Work settings are varied. Some social workers have offices in public elementary or secondary schools; they may be stationed at one school or have responsibilities at several. Other social workers work for governmental organizations, residential care facilities, adoption agencies or other social service agencies. Their job duties may take them out into the community. They may, for example, visit the homes of parents or prospective guardians. There are times they need to testify in court.
Child, Family, and School Social Workers Education
Students can pursue social work at the bachelor’s and/ or master’s level. Bachelor’s programs prepare the generalist for casework and service delivery with individuals and families. Master’s programs offer better preparation for the would-be specialist.

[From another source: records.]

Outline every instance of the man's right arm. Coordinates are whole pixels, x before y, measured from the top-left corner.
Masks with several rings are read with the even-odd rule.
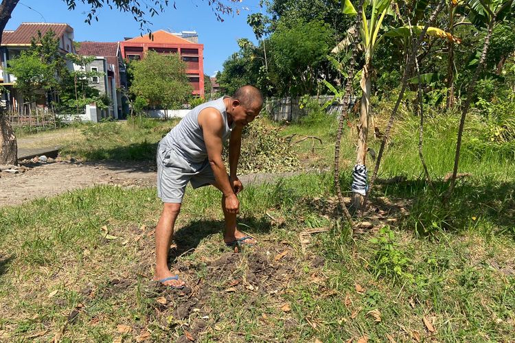
[[[204,143],[207,150],[207,158],[213,169],[215,180],[225,196],[225,208],[228,212],[238,213],[240,202],[229,180],[227,171],[222,159],[223,149],[222,133],[223,121],[220,113],[214,108],[206,108],[198,116],[198,123],[202,127]]]

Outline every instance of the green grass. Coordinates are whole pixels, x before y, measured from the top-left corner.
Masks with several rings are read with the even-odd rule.
[[[409,228],[351,237],[323,214],[332,211],[322,201],[333,199],[330,174],[311,174],[247,188],[240,227],[261,244],[233,255],[221,244],[218,191],[188,189],[170,255],[192,286],[181,296],[149,281],[154,192],[95,187],[0,210],[2,339],[47,331],[36,340],[48,341],[65,328],[65,340],[111,342],[121,324],[131,328],[126,339],[148,330],[155,341],[185,330],[202,342],[409,340],[413,331],[505,341],[515,333],[512,236],[470,226],[431,239]],[[299,234],[313,228],[327,231],[308,235],[303,251]],[[369,314],[376,309],[380,322]]]
[[[85,125],[80,138],[61,152],[87,161],[139,161],[154,163],[157,143],[179,122],[148,118]]]
[[[440,191],[455,139],[455,119],[446,120],[448,127],[428,122],[424,144]],[[187,331],[199,342],[365,335],[372,342],[510,342],[514,162],[494,148],[480,155],[466,148],[461,172],[472,175],[460,179],[443,206],[420,177],[415,123],[398,123],[381,168],[382,178],[406,180],[378,182],[371,198],[395,225],[382,220],[351,235],[339,217],[331,172],[305,173],[247,185],[239,224],[260,244],[233,254],[221,243],[219,192],[188,188],[169,257],[190,286],[183,293],[150,281],[161,206],[154,188],[97,186],[0,209],[0,341],[48,342],[57,334],[65,342],[131,342],[146,335],[187,342]],[[282,134],[322,139],[327,147],[315,154],[310,142],[296,145],[305,163],[320,170],[330,167],[334,124],[293,124]],[[116,156],[128,158],[130,142],[118,139],[136,139],[130,126],[115,131],[109,145],[108,133],[118,129],[105,125],[91,130],[102,143],[86,140],[75,151],[115,158],[112,152],[125,149]],[[138,132],[155,134],[157,141],[165,131],[160,125]],[[477,137],[470,128],[467,142]],[[352,134],[346,128],[344,189],[354,164]],[[139,135],[141,144],[146,136]],[[119,332],[120,324],[127,332]]]

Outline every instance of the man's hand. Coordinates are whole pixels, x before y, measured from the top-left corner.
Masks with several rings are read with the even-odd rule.
[[[240,213],[240,200],[238,200],[236,194],[231,194],[225,197],[225,209],[229,213]]]
[[[243,185],[237,177],[231,178],[231,186],[233,187],[233,191],[235,194],[238,194],[243,190]]]

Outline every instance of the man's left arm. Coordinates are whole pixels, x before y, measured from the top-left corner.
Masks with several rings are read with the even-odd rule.
[[[229,177],[231,185],[234,193],[238,194],[243,190],[243,185],[238,178],[238,162],[240,161],[240,154],[242,148],[242,132],[243,126],[235,126],[231,132],[229,139],[229,166],[230,170]]]

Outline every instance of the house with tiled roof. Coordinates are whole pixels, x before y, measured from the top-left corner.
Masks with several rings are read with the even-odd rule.
[[[23,106],[23,99],[17,94],[12,86],[16,78],[5,72],[9,60],[17,56],[23,50],[30,47],[33,38],[37,38],[38,32],[44,36],[52,30],[55,37],[59,39],[59,51],[65,56],[75,52],[73,47],[73,28],[62,23],[22,23],[15,30],[4,30],[0,45],[0,85],[5,86],[8,93],[4,95],[3,101],[10,108],[19,108]],[[69,65],[71,68],[71,65]],[[38,101],[38,105],[45,106],[47,99],[43,97]]]
[[[122,58],[119,43],[80,42],[77,54],[84,56],[94,56],[95,60],[86,66],[86,71],[98,71],[104,76],[93,78],[91,86],[107,94],[111,99],[108,113],[106,116],[115,119],[122,118],[128,110],[122,95],[122,89],[127,89],[125,64]],[[81,67],[74,65],[76,70]]]
[[[204,96],[204,45],[197,42],[194,32],[172,34],[163,29],[120,42],[122,56],[127,60],[141,59],[149,51],[159,54],[179,54],[186,62],[186,73],[193,95]]]

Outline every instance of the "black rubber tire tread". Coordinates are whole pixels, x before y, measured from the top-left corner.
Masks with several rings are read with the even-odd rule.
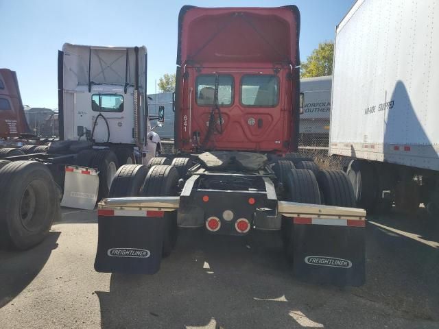
[[[108,197],[139,196],[147,173],[148,169],[143,164],[121,166],[111,183]]]
[[[352,184],[342,170],[321,170],[317,182],[323,195],[323,203],[328,206],[355,208],[355,195]]]
[[[316,175],[308,169],[290,169],[285,186],[287,201],[321,204],[320,192]]]
[[[366,209],[368,212],[375,212],[379,199],[379,182],[372,164],[353,160],[349,162],[346,175],[352,184],[358,206]]]
[[[313,161],[300,161],[296,164],[296,169],[308,169],[311,170],[314,175],[317,175],[319,171],[319,168],[317,164]]]
[[[23,145],[20,147],[20,149],[25,152],[25,154],[32,154],[36,147],[36,145]]]
[[[287,175],[287,201],[321,204],[318,184],[314,173],[308,169],[290,169]],[[282,217],[281,234],[287,259],[293,261],[294,225],[292,217]]]
[[[95,152],[91,167],[99,171],[99,193],[97,194],[97,199],[108,197],[110,188],[107,185],[107,176],[108,164],[110,162],[114,162],[116,168],[119,167],[117,162],[117,157],[115,152],[108,149],[101,149]]]
[[[13,147],[5,147],[0,149],[0,159],[4,159],[8,156],[24,156],[23,152],[20,149]]]
[[[118,147],[113,149],[113,151],[116,154],[119,166],[128,164],[126,163],[126,161],[127,160],[128,160],[128,158],[131,158],[131,160],[132,161],[132,164],[135,164],[134,156],[132,154],[132,149],[130,149],[128,147]]]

It is possible to do a concentration in child, youth, and family social work at the graduate level. Another option is school social work. Specialized education typically takes place in the second year. Students learn about the many issues that influence child development, including cultural and socioeconomic status. They get a foundation in child welfare policy and delivery systems. They typically put in hundreds of hours getting practical experience in family service agencies or other settings that serve youth. There may be electives in areas like foster care or meeting the needs of troubled youth.
Continuing education is usually a requirement for license renewal. Child and family social workers may seek out opportunities in their practice area. School social workers, for example, may turn to the School Social Work Association (and its state affiliates) for resources.
Child, Family, and School Social Workers Licensing and Certification
Master’s level social workers are licensed in all states; in many, baccalaureate social workers are licensed as well. The highest levels of licensing require two or three years of supervised work experience.
School social workers may be subject to different regulations than those who work in other settings.
Social workers can also pursue voluntary certifications as an adjunct to their license. The National Association of Social Workers offers several relevant specialty credentials. Baccalaureate social workers are eligible to become Certified Children, Youth, and Family Social Workers. Master’s social workers can become advanced practitioners in this field.
Social workers at the master’s level are also eligible for the Certified School Social Work Specialist credential. Certifications are based on post-degree experience as well as continuing education.
Child, Family, and School Social Workers Salary and Career Outlook
The BLS projects 20% growth for child, family, and school social workers, noting that government budgets will be a big factor in determining how many jobs there actually are.
The Workforce Center of NASW has conducted studies of social workers in different settings. The latest figures give a median salary of $61,000 for school social workers. Social workers who work for social service agencies in the child/ family arena report $56,900, those in the adolescent arena, $46,000.